8. Service Could be Lacking
After whipping out your credit card to snag what you thought was a good deal of a bike, reality will then strike. Let’s just say that shortly after, problems have begun to crop up. Naturally, your first recourse is to call the place where you bought it, which is Walmart. You will probably be disappointed to know that there is no after-sales service, even perhaps if you only wanted some advice or quick troubleshooting tips, you can’t rely on them.
9. Bad Warranty
When you buy a brand-new mountain bike, it will need a few adjustments after using it for the first 30 hours or so. These alterations include tightening of the chains, calibration of brakes and adjusting the gears. They will ensure that your bike’s performance will be optimized with continued usage. Warranties issued by bike stores typically cover these services, which, unfortunately, you may not be accorded the same if you got your bike from Walmart.
10. Top Brands are M-I-A
Among mass-produced bikes available at Walmart, you’ll find the familiar brands such as Schwinn, Huffy, Mongoose, and the like. As such, having major players like Giant or Trek mountain bikes on display is a fat chance. I would assume no bonafide mountain biker will ever scout his bike at Walmart in the first place; only casual bikers will. But regardless of what type of rider you are, you will be better off visiting a dedicated bike store. Who knows, you could also score good deals from clearance sales, etc. and remain confident with your purchase at the same time.
11. No trial
You are there at the store, seeing the bike in the flesh. However, you will not be allowed to test ride it, which is another crucial factor when buying a bike, most especially if it’s for the first time. This could be a purchase deal breaker, not knowing how the bike will fit you. You cannot test your comfort and feel the adjustment options if you can’t take the bike out for a quick spin. Maybe you can give it a short run down the aisle, but perhaps not without ramming into shelf displays.

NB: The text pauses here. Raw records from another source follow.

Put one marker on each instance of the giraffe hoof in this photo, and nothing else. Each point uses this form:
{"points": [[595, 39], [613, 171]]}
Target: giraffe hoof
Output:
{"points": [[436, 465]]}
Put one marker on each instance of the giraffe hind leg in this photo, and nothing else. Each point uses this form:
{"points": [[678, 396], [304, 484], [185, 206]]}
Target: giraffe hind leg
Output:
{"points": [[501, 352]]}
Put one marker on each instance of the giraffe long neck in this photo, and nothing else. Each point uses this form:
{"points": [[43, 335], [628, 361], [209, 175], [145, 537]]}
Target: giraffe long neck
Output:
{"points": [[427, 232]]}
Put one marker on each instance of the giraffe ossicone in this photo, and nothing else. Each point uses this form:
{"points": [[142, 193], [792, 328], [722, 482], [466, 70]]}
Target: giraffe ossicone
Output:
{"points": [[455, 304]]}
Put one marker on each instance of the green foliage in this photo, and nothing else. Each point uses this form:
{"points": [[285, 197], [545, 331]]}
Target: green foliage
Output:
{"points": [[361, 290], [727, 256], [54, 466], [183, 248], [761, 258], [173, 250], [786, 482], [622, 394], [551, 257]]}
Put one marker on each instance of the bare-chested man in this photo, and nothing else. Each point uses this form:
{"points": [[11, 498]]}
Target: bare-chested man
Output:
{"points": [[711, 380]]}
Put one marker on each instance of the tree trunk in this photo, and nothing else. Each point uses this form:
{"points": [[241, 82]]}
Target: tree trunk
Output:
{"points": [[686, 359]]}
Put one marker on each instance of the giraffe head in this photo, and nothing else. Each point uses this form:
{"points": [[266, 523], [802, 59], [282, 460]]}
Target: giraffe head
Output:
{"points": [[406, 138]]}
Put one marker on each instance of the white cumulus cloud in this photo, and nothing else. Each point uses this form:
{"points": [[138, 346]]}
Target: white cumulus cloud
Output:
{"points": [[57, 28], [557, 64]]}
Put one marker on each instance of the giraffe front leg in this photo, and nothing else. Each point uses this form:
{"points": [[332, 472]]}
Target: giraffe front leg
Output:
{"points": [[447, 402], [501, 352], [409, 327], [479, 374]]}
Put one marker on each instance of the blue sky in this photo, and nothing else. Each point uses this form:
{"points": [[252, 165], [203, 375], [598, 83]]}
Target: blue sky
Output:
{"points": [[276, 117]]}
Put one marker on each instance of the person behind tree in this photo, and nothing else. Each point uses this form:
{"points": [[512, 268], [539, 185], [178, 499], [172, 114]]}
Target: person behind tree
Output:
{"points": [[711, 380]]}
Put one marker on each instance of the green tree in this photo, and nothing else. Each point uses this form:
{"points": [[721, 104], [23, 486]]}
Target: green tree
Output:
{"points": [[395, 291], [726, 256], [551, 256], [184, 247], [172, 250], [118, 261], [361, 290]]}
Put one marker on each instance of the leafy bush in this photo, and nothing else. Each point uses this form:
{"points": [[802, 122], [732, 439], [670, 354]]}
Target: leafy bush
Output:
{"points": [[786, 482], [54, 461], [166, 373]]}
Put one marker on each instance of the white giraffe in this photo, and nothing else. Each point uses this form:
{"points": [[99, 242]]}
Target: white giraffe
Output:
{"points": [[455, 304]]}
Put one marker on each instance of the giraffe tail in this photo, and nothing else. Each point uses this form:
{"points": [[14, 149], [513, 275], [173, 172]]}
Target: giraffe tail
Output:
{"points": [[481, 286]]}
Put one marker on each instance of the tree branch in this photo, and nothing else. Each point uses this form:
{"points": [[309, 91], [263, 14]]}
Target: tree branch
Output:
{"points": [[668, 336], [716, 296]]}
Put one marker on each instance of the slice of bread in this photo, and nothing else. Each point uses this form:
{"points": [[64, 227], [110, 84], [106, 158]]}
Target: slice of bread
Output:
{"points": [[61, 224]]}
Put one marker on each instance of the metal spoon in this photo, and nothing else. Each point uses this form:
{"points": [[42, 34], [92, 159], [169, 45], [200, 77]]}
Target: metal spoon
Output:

I have provided you more than enough reasons not to buy a mass-market mountain bike at Walmart. The fact that you have reached the end of this article means you’re likely new to mountain biking, or someone who has been riding casually without really giving the bike much thought until now. In which case, I hope that I was able to enlighten you so that you can take careful consideration when buying your first (or first serious) bike.
As a buyer, you should also take into account your budget and purpose. You may not be ready for that purchase from a specialized bike shop because of your limited funds. As such, you couldn’t resist buying that 129-dollar bike at Walmart. Just remember that you have already been warned. Have a safe ride and wear a helmet, you’ll need it!